Broken down by HTTP response codes, there were 1,312 304's (content not modified) to 646 200's and 52 403 permission denials. All of the 403's were for what my code identified as bad web robots (which are not supposed to crawl my Atom feeds), and most of them (48) were from a single IP address (178.63.170.37) with a bad user-agent.

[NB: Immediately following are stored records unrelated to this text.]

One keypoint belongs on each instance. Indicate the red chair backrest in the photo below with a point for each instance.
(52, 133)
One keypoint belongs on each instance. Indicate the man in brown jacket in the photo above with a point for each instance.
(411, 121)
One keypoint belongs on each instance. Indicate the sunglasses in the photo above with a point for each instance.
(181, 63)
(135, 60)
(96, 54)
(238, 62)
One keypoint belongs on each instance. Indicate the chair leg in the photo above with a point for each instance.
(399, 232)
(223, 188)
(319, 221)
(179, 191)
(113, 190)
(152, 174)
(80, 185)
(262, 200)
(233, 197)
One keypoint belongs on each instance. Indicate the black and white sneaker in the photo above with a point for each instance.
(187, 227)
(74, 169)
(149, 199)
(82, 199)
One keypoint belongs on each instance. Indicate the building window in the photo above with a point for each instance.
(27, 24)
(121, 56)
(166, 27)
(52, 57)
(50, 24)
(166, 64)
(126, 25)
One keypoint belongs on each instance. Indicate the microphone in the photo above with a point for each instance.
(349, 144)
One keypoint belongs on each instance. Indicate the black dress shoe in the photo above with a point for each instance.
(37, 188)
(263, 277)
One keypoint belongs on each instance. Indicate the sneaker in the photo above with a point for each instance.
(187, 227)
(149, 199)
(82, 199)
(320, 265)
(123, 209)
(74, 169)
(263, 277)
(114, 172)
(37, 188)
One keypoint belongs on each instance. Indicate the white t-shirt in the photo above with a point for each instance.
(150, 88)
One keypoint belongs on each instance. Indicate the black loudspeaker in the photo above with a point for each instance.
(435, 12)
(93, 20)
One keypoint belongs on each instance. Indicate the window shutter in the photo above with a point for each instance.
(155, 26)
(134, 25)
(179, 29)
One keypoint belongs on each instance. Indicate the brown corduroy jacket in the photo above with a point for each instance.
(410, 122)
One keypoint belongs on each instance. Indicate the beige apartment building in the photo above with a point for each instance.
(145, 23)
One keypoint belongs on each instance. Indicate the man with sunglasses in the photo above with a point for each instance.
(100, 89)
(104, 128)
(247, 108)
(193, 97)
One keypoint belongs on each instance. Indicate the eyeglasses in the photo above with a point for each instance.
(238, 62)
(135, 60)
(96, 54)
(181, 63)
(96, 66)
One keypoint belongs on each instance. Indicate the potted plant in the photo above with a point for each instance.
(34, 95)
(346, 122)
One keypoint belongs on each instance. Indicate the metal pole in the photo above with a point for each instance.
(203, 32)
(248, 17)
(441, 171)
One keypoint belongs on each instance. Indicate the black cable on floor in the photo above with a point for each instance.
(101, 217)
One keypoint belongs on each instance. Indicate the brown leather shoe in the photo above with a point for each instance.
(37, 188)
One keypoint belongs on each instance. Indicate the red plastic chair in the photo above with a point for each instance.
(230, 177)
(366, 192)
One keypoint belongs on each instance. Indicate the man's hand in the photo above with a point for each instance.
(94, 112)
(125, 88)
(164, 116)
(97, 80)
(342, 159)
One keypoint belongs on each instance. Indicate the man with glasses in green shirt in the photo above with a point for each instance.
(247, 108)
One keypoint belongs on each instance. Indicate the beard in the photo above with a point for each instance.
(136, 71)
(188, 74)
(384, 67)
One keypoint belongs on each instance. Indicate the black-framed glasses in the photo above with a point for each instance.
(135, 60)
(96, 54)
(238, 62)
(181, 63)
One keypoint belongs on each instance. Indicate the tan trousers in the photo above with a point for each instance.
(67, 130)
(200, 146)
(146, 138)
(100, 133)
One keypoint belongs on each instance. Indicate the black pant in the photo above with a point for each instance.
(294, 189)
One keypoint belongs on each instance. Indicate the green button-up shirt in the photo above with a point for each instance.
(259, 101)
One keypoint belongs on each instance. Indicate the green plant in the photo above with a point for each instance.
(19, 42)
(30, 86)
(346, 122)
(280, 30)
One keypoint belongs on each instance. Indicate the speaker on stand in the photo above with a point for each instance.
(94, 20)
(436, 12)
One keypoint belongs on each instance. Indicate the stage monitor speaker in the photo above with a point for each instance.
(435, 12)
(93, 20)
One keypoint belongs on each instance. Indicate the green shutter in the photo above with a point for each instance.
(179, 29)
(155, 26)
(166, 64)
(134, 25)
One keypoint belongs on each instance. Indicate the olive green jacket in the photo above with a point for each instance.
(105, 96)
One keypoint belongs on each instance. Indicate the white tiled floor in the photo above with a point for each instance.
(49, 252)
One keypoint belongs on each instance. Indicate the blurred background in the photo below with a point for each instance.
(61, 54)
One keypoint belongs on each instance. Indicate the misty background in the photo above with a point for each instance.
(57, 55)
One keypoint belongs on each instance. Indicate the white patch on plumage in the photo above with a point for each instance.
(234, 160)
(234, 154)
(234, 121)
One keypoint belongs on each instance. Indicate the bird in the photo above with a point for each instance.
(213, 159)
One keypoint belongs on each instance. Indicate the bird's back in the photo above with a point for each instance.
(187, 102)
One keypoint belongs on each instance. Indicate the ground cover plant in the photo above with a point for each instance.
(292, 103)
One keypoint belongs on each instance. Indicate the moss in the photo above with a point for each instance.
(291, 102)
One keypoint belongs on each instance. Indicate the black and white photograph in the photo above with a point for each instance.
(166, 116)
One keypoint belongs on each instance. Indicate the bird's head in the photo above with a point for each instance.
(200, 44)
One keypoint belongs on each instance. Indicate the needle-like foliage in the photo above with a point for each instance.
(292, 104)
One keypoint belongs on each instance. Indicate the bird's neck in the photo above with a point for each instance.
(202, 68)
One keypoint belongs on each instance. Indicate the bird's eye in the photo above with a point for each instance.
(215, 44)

Those 2,010 requests came from only 200 different IP addresses,
although no single IP was a huge traffic source; the most active
single IP made 133 connections and many made fewer; 85 IP addresses
made only one request. 111 different IP addresses made requests
that got 304 Not Modified responses, of which 35 were IP addresses
that made only one request. This is not really great, since it
implies that about a third of the IPs that made multiple requests
probably don't implement proper conditional GET
support. I'm sad to see that the most prolific source of requests
also didn't seem to support conditional GET
; all of its
requests got status 200 responses.
(Most of the other active sources seem to have gotten plenty of
status 304 responses, which is what should happen; if you're going
to poll an Atom feed frequently, you should implement support for
conditional GET
.)
Of the 646 requests that got status 200 responses with content, 558 of them clearly support HTTP compression while 64 don't (I can tell by the response sizes). These no-compression requests came from 15 different IPs, several of which made multiple requests. A number of sources appear to be disguised web spiders.
(I am pretty certain that anything that claims to be running 64-bit Ubuntu with Firefox 8.0 is kind of shading the truth. A lot.)
In other trivia, it appears that the most popular User-Agent
value for
people pulling the feed that day was 'user-agent
' (sic). I think the
sources using that value are actually probably legitimate, at least for
that day. They didn't do conditional GET
, though, which makes them
somewhat annoying. (Both different IP addresses did do HTTP compression.)